La production de Stellantis Italie en hausse de 9,5% mais la reprise reste fragile

Le syndicat italien FIM-CISL a rapporté que Stellantis a produit 120 366 véhicules dans le pays au cours du premier trimestre 2026, soit une augmentation de 9,5 % sur un an, avec une production de voitures particulières en hausse de 22 % pour atteindre 73 841 unités. Le syndicat s’attend à ce que la production italienne pour l’ensemble de l’année atteigne environ 500 000 véhicules, ce qui représente une reprise significative par rapport au total de moins de 380 000 de l’année dernière, le plus bas depuis plus de 70 ans.

Le gain du premier trimestre est dû à deux nouveaux modèles : le Fiat 500 hybride à l’usine de Mirafiori à Turin et le nouveau Jeep Compass à Melfi, dont la production a presque doublé d’une année sur l’autre. L’usine de Cassino est restée l’exception, enregistrant une baisse de 37,4 % des volumes de production, même par rapport au scénario de référence déprimé de 2025.

Cassino produit les Giulia et Stelvio d’Alfa Romeo ; La FIM-CISL a demandé que ces programmes soient accélérés et complétés par des allocations modèles supplémentaires pour éviter une nouvelle érosion. La production de véhicules utilitaires légers a également chuté de 5,8 % en raison de la réduction de la capacité de l’atelier de peinture de l’usine d’Atessa.

Les volumes peuvent apparaître comme une amélioration substantielle, mais ils font suite à plusieurs années de déclin prolongé. La production automobile italienne a chuté de 22,9 % en 2025 – la plus forte baisse de l’UE –, faisant sortir le pays du top 20 mondial des producteurs et réduisant sa part dans la production de l’UE à 2,1 %, contre 4,5 % en 2023. La production totale a été réduite de plus de moitié depuis 751 000 unités en 2023.

La FIM-CISL a reconnu que la reprise du premier trimestre ne ramène pas encore la production aux niveaux de 2024, sans parler de l’ambition déclarée du gouvernement d’un million de véhicules par an. Cette inquiétude est sans doute fondée. La production automobile italienne est en déclin constant depuis près de trois décennies ; le record historique a été atteint en 1997 avec environ 1,8 million de véhicules.

Les hésitations de Stellantis quant à ses engagements en faveur de la production automobile italienne ont provoqué tensions prolongées avec le gouvernement national. Depuis la fusion en 2021 de Fiat Chrysler et du groupe PSA, Rome a accusé l’entreprise de délocaliser sa production vers des marchés à moindre coût, notamment la Serbie, le Maroc, la Pologne et l’Algérie, au détriment des travailleurs italiens et du patrimoine industriel national.
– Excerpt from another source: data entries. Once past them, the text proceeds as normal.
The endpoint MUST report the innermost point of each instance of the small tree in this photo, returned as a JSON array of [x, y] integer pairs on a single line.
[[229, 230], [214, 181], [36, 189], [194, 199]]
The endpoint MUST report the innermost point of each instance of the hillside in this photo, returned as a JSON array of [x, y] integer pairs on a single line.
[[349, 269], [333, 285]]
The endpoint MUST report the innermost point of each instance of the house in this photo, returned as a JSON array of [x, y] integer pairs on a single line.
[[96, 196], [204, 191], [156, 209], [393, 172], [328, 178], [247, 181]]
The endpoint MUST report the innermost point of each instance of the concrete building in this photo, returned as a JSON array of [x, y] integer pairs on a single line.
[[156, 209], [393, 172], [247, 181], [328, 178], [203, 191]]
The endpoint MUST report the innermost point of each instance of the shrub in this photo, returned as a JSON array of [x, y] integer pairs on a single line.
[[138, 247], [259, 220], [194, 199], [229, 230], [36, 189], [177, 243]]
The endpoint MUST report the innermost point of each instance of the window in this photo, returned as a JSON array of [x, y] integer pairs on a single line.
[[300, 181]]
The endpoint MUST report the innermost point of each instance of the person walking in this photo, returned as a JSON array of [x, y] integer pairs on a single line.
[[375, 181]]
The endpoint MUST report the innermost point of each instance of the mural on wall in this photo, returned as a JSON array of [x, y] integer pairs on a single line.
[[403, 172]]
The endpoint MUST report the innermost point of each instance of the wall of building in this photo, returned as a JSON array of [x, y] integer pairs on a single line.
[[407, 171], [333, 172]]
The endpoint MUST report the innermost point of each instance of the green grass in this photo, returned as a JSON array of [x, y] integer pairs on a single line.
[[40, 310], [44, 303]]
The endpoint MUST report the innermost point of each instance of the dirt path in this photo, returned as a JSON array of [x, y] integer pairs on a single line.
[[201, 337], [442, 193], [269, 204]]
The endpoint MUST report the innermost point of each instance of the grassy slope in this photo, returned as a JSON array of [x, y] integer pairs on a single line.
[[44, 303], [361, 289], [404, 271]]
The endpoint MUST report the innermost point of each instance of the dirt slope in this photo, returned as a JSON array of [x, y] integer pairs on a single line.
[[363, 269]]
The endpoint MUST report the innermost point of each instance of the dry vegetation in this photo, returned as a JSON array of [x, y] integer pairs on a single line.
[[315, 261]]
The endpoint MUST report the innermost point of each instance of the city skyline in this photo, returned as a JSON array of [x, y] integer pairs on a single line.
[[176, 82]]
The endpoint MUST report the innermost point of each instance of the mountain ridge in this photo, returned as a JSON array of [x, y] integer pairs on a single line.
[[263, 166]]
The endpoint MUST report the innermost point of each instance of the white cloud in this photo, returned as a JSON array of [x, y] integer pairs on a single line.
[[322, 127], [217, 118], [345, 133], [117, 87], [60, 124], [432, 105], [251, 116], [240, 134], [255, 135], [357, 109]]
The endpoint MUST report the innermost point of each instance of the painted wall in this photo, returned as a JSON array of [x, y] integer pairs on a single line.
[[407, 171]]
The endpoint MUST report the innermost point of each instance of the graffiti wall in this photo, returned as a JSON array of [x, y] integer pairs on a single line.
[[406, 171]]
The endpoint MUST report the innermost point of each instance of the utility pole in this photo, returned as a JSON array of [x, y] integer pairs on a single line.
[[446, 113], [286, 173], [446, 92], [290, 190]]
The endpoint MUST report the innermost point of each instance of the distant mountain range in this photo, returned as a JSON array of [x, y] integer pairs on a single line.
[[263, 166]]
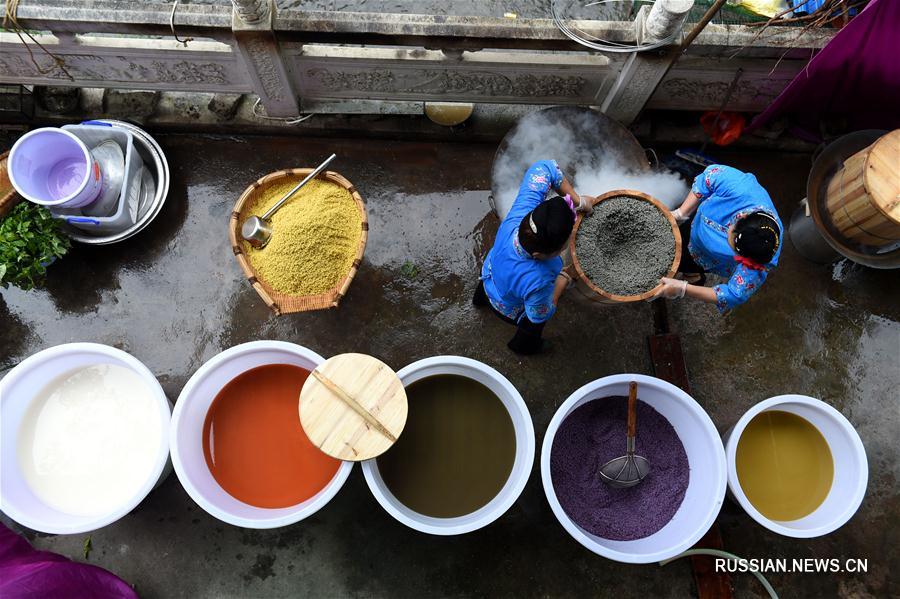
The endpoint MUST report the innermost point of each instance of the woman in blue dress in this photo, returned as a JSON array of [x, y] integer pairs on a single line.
[[523, 278], [736, 233]]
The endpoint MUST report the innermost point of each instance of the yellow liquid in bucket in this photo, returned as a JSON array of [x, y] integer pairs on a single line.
[[784, 465]]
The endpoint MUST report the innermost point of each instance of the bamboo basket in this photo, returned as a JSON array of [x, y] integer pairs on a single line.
[[281, 303], [587, 288], [863, 197]]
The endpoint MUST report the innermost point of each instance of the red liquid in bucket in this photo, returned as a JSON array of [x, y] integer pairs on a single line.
[[254, 444]]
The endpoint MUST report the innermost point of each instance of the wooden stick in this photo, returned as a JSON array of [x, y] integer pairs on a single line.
[[345, 397]]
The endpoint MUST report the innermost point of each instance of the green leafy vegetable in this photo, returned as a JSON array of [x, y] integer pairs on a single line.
[[30, 240]]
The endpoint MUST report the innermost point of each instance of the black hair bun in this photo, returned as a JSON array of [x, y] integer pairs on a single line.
[[553, 220], [757, 237]]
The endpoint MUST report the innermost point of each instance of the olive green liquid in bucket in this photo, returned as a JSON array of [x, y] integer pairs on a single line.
[[456, 451]]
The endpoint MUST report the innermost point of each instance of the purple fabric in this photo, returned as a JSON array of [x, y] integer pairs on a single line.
[[593, 434], [855, 77], [26, 573]]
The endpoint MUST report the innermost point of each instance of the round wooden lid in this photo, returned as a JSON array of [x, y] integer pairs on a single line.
[[882, 177], [353, 407]]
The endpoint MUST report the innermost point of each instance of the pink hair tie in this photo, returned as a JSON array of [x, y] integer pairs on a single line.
[[568, 199]]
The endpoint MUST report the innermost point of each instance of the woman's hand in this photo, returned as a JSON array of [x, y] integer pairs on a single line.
[[671, 288], [679, 217]]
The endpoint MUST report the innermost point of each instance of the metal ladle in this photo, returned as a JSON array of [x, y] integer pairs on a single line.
[[629, 469], [257, 231]]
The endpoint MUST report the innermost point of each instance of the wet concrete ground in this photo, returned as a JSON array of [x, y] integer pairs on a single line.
[[174, 297]]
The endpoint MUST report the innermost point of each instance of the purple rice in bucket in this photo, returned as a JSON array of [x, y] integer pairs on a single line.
[[593, 434]]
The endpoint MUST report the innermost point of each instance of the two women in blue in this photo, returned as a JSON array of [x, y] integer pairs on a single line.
[[729, 227], [523, 277]]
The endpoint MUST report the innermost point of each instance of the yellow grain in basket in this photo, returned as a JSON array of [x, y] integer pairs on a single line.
[[314, 239]]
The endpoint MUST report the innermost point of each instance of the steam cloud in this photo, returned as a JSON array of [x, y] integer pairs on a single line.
[[594, 167]]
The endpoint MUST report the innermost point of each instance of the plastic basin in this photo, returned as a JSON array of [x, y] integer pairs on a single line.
[[18, 389], [851, 468], [706, 457], [187, 436], [52, 167], [524, 431]]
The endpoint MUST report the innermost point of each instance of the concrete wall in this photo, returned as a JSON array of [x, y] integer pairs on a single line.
[[291, 58]]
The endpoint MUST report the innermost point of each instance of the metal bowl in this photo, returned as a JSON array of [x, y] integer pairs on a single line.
[[157, 167], [111, 158]]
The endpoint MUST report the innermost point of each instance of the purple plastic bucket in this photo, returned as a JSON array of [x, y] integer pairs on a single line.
[[52, 167]]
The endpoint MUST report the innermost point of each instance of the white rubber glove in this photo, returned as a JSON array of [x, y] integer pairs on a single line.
[[679, 217], [671, 288]]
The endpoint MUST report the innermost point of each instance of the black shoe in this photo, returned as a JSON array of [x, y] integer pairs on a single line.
[[480, 300]]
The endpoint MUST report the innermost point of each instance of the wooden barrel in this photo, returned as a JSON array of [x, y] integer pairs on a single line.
[[586, 287], [863, 197]]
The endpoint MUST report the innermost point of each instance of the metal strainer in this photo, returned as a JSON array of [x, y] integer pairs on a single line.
[[629, 469]]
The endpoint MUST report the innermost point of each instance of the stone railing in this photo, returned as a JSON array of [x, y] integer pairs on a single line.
[[287, 56]]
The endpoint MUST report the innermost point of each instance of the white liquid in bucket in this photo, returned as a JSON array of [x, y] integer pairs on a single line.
[[65, 177], [88, 439]]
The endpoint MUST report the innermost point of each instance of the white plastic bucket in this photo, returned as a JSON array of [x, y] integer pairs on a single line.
[[524, 431], [187, 436], [52, 167], [706, 457], [18, 389], [851, 468]]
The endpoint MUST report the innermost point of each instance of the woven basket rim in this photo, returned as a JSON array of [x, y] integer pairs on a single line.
[[637, 195], [283, 303]]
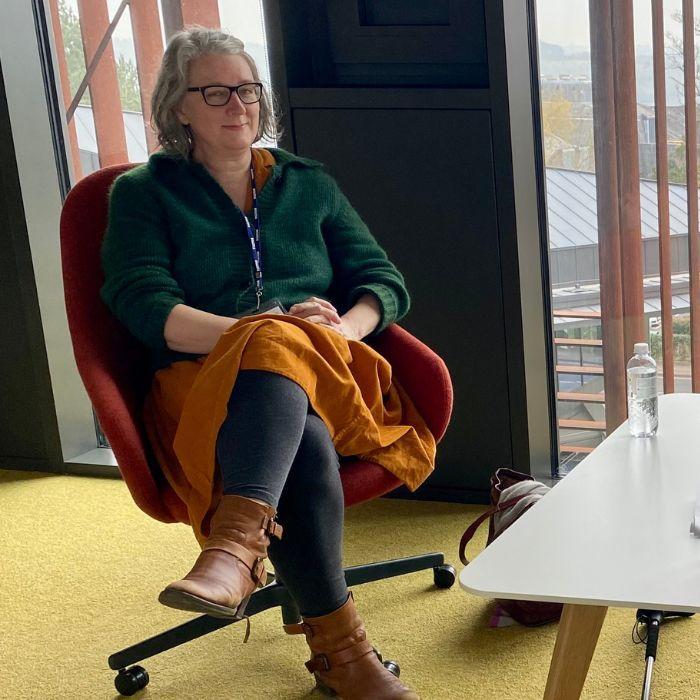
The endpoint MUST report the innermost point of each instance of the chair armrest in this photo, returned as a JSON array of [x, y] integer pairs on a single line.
[[421, 372]]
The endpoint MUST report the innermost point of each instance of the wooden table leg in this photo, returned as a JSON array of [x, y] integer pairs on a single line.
[[576, 640]]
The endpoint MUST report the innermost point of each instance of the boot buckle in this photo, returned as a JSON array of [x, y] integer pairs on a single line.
[[272, 527]]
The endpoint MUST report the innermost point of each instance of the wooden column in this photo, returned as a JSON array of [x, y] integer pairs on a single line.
[[628, 173], [661, 132], [104, 87], [609, 248], [691, 156], [65, 87], [145, 24]]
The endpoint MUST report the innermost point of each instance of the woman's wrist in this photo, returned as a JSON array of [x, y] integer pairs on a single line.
[[364, 316]]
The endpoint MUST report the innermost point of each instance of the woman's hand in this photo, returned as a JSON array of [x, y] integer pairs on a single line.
[[324, 313]]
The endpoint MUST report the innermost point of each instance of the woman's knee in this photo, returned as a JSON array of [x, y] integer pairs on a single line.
[[316, 464], [316, 447]]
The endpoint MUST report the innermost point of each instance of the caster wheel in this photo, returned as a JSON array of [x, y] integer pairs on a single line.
[[444, 576], [392, 667], [131, 680]]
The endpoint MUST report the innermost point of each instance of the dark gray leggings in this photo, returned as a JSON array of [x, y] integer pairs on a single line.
[[274, 448]]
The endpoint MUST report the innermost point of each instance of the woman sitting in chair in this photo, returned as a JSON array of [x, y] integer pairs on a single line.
[[250, 413]]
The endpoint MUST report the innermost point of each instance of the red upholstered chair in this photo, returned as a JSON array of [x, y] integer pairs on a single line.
[[114, 368]]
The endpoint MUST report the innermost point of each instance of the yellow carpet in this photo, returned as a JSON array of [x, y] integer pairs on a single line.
[[81, 566]]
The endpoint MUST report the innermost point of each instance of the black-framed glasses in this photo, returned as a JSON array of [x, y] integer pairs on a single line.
[[219, 95]]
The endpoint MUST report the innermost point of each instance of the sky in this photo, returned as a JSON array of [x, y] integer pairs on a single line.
[[243, 18], [565, 22]]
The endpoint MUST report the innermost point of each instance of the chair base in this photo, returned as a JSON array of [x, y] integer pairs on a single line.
[[273, 595]]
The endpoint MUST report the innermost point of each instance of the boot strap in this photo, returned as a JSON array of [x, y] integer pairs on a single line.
[[321, 663], [254, 564], [272, 527]]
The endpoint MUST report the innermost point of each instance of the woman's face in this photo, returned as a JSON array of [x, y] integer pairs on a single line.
[[227, 128]]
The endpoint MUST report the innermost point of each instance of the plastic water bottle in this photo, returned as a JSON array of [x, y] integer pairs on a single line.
[[642, 394]]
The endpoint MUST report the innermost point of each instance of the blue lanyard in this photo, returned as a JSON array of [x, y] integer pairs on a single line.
[[254, 237]]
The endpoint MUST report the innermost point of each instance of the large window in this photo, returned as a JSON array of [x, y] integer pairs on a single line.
[[618, 93], [108, 53]]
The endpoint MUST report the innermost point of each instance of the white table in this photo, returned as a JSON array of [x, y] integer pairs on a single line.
[[614, 532]]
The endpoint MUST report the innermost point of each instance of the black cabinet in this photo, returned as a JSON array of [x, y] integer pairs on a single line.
[[411, 118]]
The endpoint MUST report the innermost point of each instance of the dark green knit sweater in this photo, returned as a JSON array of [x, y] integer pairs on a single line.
[[175, 237]]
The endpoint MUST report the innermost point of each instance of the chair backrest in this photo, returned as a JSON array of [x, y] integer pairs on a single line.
[[114, 365]]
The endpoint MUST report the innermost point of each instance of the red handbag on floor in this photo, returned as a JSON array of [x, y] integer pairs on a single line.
[[512, 493]]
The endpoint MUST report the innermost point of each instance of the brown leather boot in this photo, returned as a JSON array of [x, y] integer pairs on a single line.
[[230, 565], [344, 661]]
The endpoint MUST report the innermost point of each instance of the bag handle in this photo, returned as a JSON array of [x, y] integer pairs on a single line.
[[471, 530]]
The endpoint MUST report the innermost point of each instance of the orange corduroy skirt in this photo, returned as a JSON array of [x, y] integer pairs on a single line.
[[348, 384]]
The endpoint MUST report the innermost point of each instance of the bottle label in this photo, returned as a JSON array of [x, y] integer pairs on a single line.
[[646, 388]]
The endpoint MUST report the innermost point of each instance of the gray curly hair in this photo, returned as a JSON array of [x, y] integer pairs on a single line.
[[171, 85]]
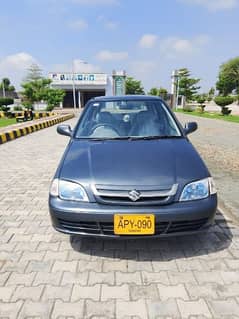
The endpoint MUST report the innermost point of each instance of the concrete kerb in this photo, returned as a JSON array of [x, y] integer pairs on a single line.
[[12, 134]]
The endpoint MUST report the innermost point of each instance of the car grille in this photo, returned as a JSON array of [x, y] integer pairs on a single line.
[[107, 228], [120, 195]]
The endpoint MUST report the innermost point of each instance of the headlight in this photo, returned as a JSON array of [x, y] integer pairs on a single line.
[[198, 190], [68, 191]]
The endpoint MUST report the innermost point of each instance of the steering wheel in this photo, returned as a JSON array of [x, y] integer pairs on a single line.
[[104, 125]]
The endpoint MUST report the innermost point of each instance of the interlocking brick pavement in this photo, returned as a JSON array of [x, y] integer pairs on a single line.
[[44, 274]]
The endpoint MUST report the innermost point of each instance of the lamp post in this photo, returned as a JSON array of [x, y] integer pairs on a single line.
[[174, 88], [73, 82], [73, 86], [3, 89]]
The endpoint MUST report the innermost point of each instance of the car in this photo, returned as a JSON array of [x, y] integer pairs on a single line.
[[130, 171]]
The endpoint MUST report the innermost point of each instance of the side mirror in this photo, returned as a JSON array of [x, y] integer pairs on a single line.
[[190, 127], [64, 130]]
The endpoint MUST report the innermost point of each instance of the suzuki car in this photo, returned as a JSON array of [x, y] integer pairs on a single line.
[[129, 170]]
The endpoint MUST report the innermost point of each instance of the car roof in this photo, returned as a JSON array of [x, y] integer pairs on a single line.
[[126, 98]]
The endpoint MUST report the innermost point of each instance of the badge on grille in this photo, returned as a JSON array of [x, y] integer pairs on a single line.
[[134, 195]]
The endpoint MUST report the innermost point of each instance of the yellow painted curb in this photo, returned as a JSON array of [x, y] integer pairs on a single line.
[[15, 133]]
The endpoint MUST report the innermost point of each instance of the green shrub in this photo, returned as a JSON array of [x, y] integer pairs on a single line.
[[189, 108], [17, 108], [49, 108], [5, 101]]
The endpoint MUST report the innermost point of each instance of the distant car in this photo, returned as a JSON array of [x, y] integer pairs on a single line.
[[129, 170]]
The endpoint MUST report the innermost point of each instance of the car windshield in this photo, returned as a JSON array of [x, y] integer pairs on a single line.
[[124, 119]]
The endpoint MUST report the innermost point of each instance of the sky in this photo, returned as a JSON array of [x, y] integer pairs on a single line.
[[148, 39]]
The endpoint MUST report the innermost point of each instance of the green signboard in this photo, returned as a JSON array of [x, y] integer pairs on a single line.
[[119, 85]]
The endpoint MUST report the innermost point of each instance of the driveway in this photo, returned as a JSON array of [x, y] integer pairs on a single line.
[[45, 274], [218, 143]]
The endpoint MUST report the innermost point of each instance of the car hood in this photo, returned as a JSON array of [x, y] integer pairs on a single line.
[[140, 162]]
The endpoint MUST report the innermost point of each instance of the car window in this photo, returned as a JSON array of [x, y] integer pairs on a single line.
[[126, 118]]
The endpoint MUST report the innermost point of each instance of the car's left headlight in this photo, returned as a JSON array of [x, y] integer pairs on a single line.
[[68, 190], [198, 190]]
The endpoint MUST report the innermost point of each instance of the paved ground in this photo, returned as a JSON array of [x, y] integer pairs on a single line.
[[44, 274], [218, 143]]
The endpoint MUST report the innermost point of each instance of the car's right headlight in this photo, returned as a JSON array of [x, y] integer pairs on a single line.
[[198, 190], [68, 190]]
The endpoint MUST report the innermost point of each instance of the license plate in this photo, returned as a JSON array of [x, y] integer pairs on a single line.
[[134, 224]]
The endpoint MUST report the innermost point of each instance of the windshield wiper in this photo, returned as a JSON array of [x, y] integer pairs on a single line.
[[155, 137], [109, 138], [130, 138]]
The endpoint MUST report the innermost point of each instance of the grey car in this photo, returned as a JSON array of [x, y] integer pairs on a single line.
[[128, 171]]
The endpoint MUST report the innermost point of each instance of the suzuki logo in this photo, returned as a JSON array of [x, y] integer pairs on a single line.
[[134, 195]]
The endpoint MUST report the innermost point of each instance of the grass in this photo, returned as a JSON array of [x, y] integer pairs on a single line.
[[6, 122], [212, 115]]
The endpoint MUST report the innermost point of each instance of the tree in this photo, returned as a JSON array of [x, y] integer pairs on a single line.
[[159, 92], [133, 86], [154, 91], [187, 85], [228, 78], [34, 73], [223, 101]]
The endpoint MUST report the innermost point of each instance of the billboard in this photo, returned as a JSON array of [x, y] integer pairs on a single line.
[[79, 78]]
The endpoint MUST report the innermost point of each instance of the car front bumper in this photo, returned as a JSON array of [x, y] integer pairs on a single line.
[[94, 219]]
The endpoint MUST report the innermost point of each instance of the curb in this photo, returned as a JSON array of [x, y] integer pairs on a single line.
[[19, 132]]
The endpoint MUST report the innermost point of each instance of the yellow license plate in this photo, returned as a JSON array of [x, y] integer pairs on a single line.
[[134, 224]]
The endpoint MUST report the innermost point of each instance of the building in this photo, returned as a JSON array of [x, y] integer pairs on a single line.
[[80, 87]]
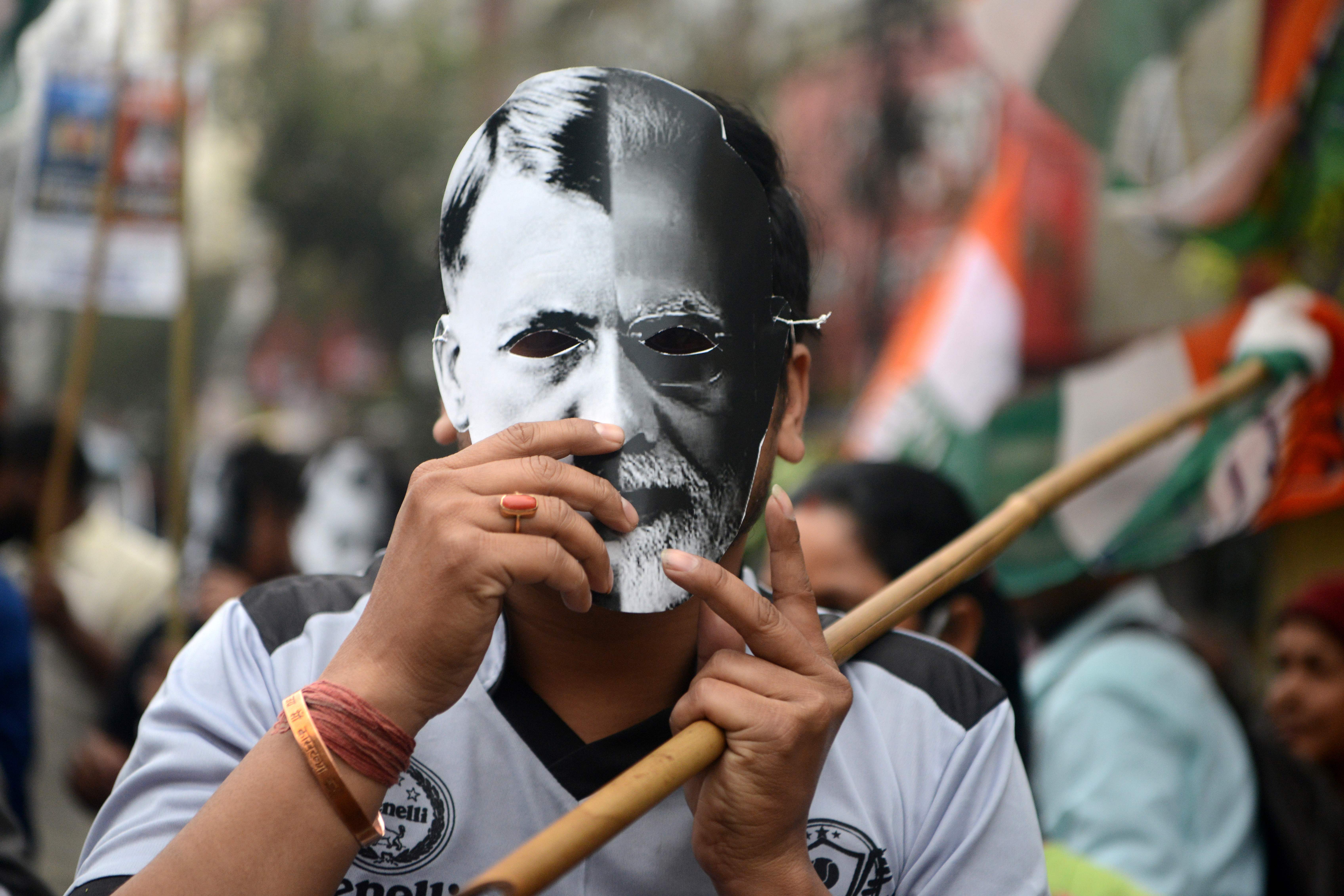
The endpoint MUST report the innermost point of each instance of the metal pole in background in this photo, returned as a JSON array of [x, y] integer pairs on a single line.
[[80, 361], [182, 349]]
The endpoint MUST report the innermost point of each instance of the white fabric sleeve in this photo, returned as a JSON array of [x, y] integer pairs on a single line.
[[980, 835], [217, 702]]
Le conflit a donné lieu à une série de affrontements publics: le gouvernement a déclaré illégal le nom de l’Alfa Romeo Milano en 2024 car la voiture a été construite en Pologne, obligeant Stellantis à la renommer Junior ; Les douaniers italiens ont saisi une Fiat Topolinos au port de Livourne en raison d’un autocollant du drapeau italien jugé trompeur pour un véhicule de fabrication marocaine.

Une grande partie du conflit porte sur le site historique de Mirafiori ; lors d’un événement célébrant l’héritage Fiat de l’usine en 2024, le ministre de l’Entreprise Adolfo Urso a averti que le gouvernement n’était pas « résigné à voir Turin transformée en musée ». Plus important encore, le projet de gigantesque usine de batteries de Termoli, soutenu par les fonds de relance de l’UE, a été abandonné début 2026 alors que Stellantis s’est retiré de ses objectifs d’électrification, ce qui a incité le gouvernement à menacer de récupérer le financement alloué.

Le nouveau directeur général Antonio Filosa, qui a pris les rênes en juin 2025, devrait présenter un plan industriel révisé le 21 mai. Les syndicats et le gouvernement ont déclaré publiquement que le plan actuel, convenu avec les dirigeants précédents, est insuffisant et doit être renforcé. Les mois à venir verront également le lancement de deux autres modèles en Italie – les SUV DS 7 et Lancia Gamma – fournissant un volume supplémentaire pour compenser les faiblesses persistantes de Cassino et d’Atessa.